Simon Hughes: I am prompted by what the hon. Gentleman said to ask him what we would say if the European Parliament, where there has been some concern about the matter, suddenly decided that such expenses would not be disclosed and if Members of the European Parliament were entitled to say that they were not obliged to tell us what they spent on air fares or train fares. There has been abuse, but it has only emerged because it has been in the public domain.

Mr. Winnick: I can imagine the reaction in the House of Commons if the European Parliament did anything of the kind.

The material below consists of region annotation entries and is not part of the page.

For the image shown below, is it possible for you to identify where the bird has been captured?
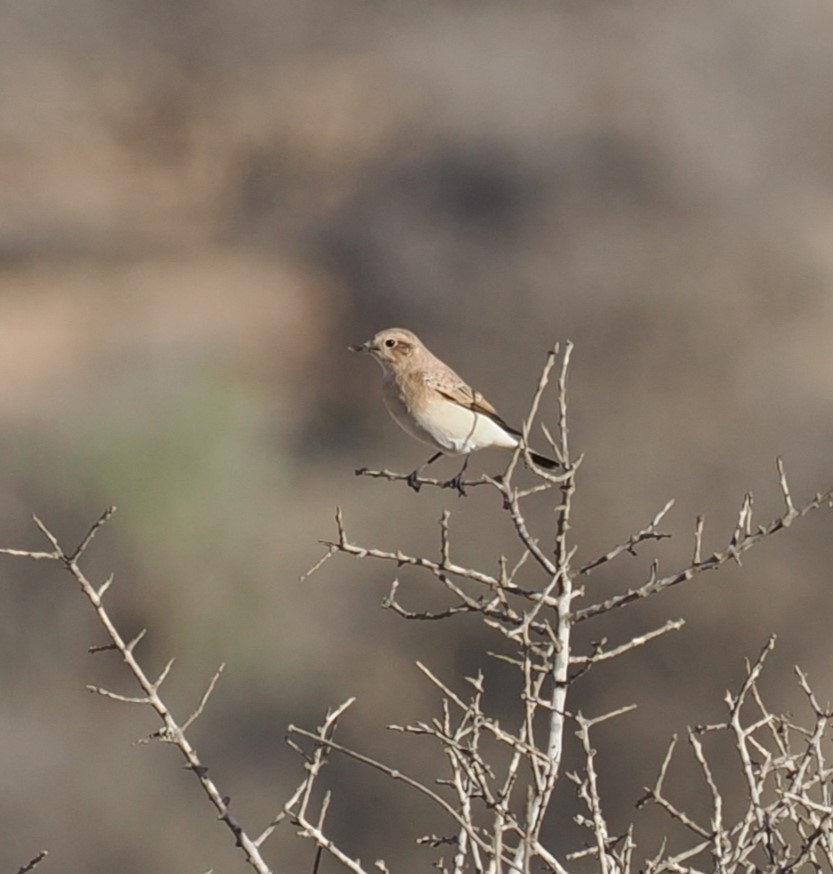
[348,328,559,495]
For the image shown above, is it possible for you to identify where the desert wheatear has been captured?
[350,328,558,491]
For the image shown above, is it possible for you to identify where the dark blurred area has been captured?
[0,0,833,874]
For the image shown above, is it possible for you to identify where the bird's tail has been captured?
[529,450,561,470]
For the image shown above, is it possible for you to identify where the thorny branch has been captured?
[0,343,833,874]
[300,344,833,874]
[0,507,269,874]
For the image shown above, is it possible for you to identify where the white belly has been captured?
[384,380,518,455]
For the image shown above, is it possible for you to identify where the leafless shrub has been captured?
[1,344,833,874]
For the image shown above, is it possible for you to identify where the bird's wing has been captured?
[422,371,520,437]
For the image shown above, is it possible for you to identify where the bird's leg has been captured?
[406,452,442,492]
[443,455,469,497]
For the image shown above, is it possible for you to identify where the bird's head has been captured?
[349,328,423,372]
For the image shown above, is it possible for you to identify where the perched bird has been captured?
[350,328,558,493]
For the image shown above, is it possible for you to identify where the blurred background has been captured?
[0,0,833,874]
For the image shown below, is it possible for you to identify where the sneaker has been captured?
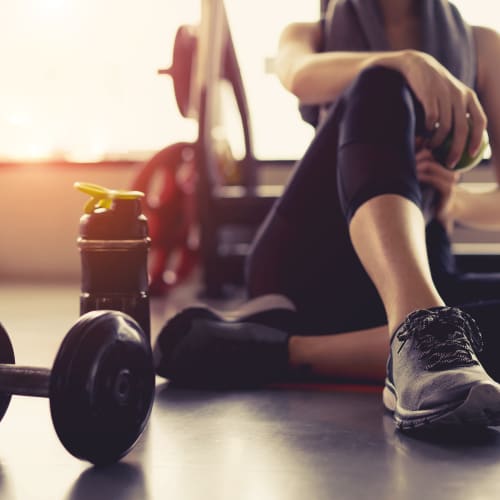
[153,296,295,389]
[383,307,500,430]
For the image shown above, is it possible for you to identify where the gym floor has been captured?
[0,284,500,500]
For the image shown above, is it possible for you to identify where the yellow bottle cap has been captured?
[73,182,144,214]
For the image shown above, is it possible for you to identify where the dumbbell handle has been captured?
[0,364,50,398]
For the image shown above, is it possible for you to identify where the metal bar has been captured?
[0,364,50,398]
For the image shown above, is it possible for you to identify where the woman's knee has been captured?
[339,66,424,146]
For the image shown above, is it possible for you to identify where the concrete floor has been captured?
[0,284,500,500]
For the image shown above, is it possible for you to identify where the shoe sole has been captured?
[382,382,500,430]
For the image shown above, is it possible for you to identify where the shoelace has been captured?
[396,307,483,370]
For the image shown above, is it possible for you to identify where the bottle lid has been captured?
[73,182,144,214]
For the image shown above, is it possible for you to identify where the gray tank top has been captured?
[300,0,477,126]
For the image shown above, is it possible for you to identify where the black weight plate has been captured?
[0,324,15,420]
[50,311,155,465]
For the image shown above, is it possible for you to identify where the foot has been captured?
[383,307,500,430]
[153,294,295,389]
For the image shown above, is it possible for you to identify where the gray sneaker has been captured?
[383,307,500,430]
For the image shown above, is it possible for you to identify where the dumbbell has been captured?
[0,310,155,465]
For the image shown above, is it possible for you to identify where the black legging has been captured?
[247,67,500,340]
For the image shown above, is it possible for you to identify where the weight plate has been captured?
[0,323,15,420]
[169,25,198,117]
[50,311,155,465]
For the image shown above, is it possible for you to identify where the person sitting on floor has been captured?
[154,0,500,429]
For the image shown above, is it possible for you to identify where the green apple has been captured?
[432,123,489,172]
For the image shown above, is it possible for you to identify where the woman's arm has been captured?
[275,22,401,104]
[453,27,500,230]
[276,23,486,167]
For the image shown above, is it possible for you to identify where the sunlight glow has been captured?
[0,0,500,162]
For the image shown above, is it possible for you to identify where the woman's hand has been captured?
[415,149,460,231]
[398,50,487,168]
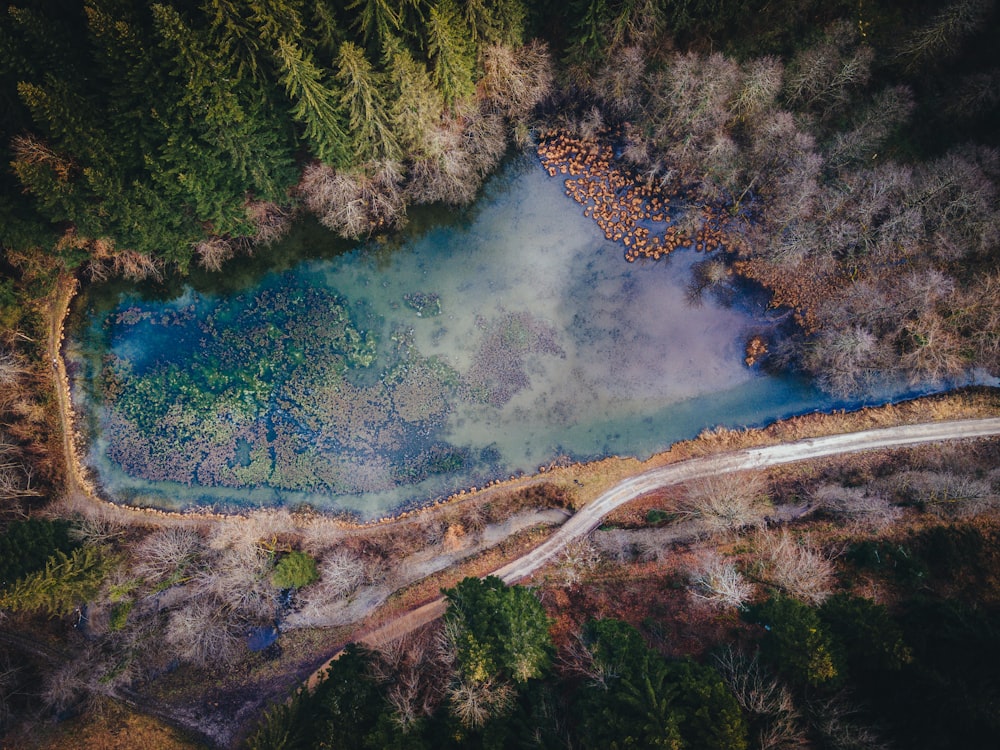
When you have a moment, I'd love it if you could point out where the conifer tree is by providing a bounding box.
[0,547,115,617]
[202,0,270,83]
[383,37,444,156]
[153,5,294,234]
[336,42,400,161]
[347,0,402,49]
[427,0,475,107]
[276,39,350,166]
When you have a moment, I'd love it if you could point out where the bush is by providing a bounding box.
[748,596,844,687]
[272,551,319,589]
[0,518,77,589]
[0,547,115,617]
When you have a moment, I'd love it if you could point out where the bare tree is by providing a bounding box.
[897,0,993,70]
[756,529,834,604]
[448,679,514,729]
[134,526,203,581]
[0,349,30,388]
[679,472,771,534]
[690,550,754,608]
[555,539,600,586]
[0,431,40,500]
[810,484,903,531]
[809,694,889,750]
[715,646,807,750]
[479,42,554,120]
[194,546,277,620]
[165,596,241,666]
[194,237,234,271]
[785,20,874,113]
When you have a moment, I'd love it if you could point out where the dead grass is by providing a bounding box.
[17,701,207,750]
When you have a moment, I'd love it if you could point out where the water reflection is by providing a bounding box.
[69,161,884,517]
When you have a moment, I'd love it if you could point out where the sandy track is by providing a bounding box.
[336,418,1000,668]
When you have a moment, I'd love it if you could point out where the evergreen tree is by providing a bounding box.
[426,0,476,107]
[747,596,844,687]
[443,576,552,683]
[336,42,400,161]
[347,0,402,50]
[153,5,294,235]
[0,518,77,589]
[276,39,350,166]
[462,0,527,45]
[383,37,444,156]
[0,547,115,617]
[202,0,270,84]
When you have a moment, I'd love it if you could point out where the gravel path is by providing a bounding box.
[340,418,1000,660]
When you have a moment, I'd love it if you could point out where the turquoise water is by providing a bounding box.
[60,159,916,518]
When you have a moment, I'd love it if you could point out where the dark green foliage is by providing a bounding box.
[668,659,747,750]
[0,518,78,589]
[273,550,319,589]
[427,0,476,106]
[0,0,524,278]
[0,547,116,617]
[819,594,912,679]
[574,620,747,750]
[246,691,313,750]
[275,38,350,166]
[861,599,1000,750]
[310,644,386,750]
[746,596,845,687]
[443,576,552,683]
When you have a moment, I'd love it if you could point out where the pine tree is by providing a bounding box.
[276,39,350,166]
[462,0,527,44]
[0,547,115,617]
[153,5,293,229]
[202,0,270,83]
[336,42,400,161]
[383,37,444,156]
[427,0,476,107]
[347,0,402,50]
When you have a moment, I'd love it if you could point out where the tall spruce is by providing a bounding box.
[336,42,400,161]
[427,0,476,107]
[276,39,350,166]
[383,37,444,157]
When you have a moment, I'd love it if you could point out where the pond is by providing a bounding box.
[66,157,916,519]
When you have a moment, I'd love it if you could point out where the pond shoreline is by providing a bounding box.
[47,275,1000,529]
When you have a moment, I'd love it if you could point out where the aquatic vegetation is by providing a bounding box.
[94,274,524,495]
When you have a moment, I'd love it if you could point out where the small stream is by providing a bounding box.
[66,157,932,519]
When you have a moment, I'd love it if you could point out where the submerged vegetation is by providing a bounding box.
[0,0,1000,749]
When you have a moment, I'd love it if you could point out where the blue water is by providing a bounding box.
[67,160,936,518]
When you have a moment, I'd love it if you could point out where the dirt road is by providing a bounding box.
[342,418,1000,664]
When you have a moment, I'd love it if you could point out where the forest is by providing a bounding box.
[0,0,1000,748]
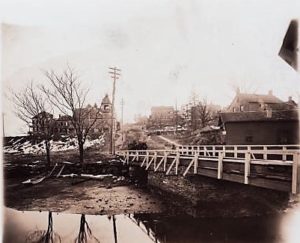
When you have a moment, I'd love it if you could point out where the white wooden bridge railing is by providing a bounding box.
[116,145,300,193]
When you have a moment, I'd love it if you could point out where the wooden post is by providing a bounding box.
[126,150,129,164]
[218,152,224,179]
[244,152,251,184]
[175,151,180,175]
[194,153,199,174]
[233,146,237,159]
[146,151,149,167]
[164,151,168,172]
[282,146,286,161]
[153,152,157,169]
[263,146,268,160]
[292,152,300,194]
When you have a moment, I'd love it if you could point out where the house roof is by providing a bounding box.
[32,111,53,119]
[237,93,283,103]
[199,126,220,133]
[101,94,111,104]
[220,110,299,124]
[56,115,72,121]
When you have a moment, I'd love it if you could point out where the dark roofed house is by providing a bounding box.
[29,111,53,136]
[219,109,299,145]
[227,90,297,112]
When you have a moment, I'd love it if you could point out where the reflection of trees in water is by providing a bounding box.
[127,214,162,243]
[25,212,61,243]
[107,215,118,243]
[75,214,100,243]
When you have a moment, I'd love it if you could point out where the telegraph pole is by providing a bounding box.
[109,67,121,155]
[175,98,178,135]
[121,98,124,142]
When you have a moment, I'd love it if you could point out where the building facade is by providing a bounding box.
[147,106,176,128]
[220,110,299,145]
[227,90,297,112]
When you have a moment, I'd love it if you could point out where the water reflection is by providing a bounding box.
[25,212,61,243]
[75,214,100,243]
[4,205,300,243]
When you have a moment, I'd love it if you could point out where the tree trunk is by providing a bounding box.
[79,142,84,166]
[45,139,51,170]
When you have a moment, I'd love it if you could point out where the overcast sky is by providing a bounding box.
[0,0,300,135]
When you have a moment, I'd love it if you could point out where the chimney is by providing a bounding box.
[266,107,272,118]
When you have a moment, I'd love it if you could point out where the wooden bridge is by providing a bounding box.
[116,145,300,194]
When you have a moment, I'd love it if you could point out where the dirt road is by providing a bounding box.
[5,178,164,215]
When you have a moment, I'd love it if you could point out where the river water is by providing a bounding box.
[3,198,300,243]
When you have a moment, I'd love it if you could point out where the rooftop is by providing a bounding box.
[220,110,299,124]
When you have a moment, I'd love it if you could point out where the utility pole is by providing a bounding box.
[121,98,124,142]
[109,67,121,155]
[2,112,5,138]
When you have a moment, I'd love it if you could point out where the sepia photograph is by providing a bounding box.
[0,0,300,243]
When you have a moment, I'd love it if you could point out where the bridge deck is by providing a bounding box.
[117,145,300,194]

I come back to the point that I made in an intervention: the strong and cynical feelings, however wrong they may be, that would arise if the Bill were passed without the amendments and we did not have to disclose the information. Surely the reaction is bound to be, however much we may dislike it, that MPs have something to hide, and that having passed the 2000 Act for everyone else, we were exempt. That feeling would do no service to MPs. Suspicion would continue to exist that we are trying to hide information and have taken the necessary steps.

The hon. Gentleman mentioned the devolved institutions: the Scottish Parliament and the Welsh Assembly. As I understand it, there has been no attempt on their part whatever to conceal their expenses, so we would have a situation—let us be clear about it—where the European Parliament, the Welsh Assembly, the Scottish Parliament and the Northern Ireland Assembly disclosed information, which would be in the public domain—

Simon Hughes: And local authorities.

Mr. Winnick: Indeed. All the information concerning those elected bodies would be in the public domain. What about the House of Commons, the sovereign Parliament? It would appear that, while those other public bodies had to disclose, in law, rightly, how money was spent, we were exempt. How can we justify that? If the Bill were to become law, how could we go to our constituents and local newspapers and try to justify concealing this information?

I said that my remarks would be brief, and I have no wish to prolong my speech on this group of amendments, but let me repeat the following point. Although few Members are present in the Chamber, the standing and reputation of the House of Commons are at stake. It would be disastrous if the Bill became law, and if it is to become law that is all the more reason why the amendments should be passed, as that would give some protection—minimum protection, but nevertheless some protection as far as the public are concerned. However, I hope that when we come to vote on the Bill at half-past 2, sufficient Members will be present to ensure that it is rejected.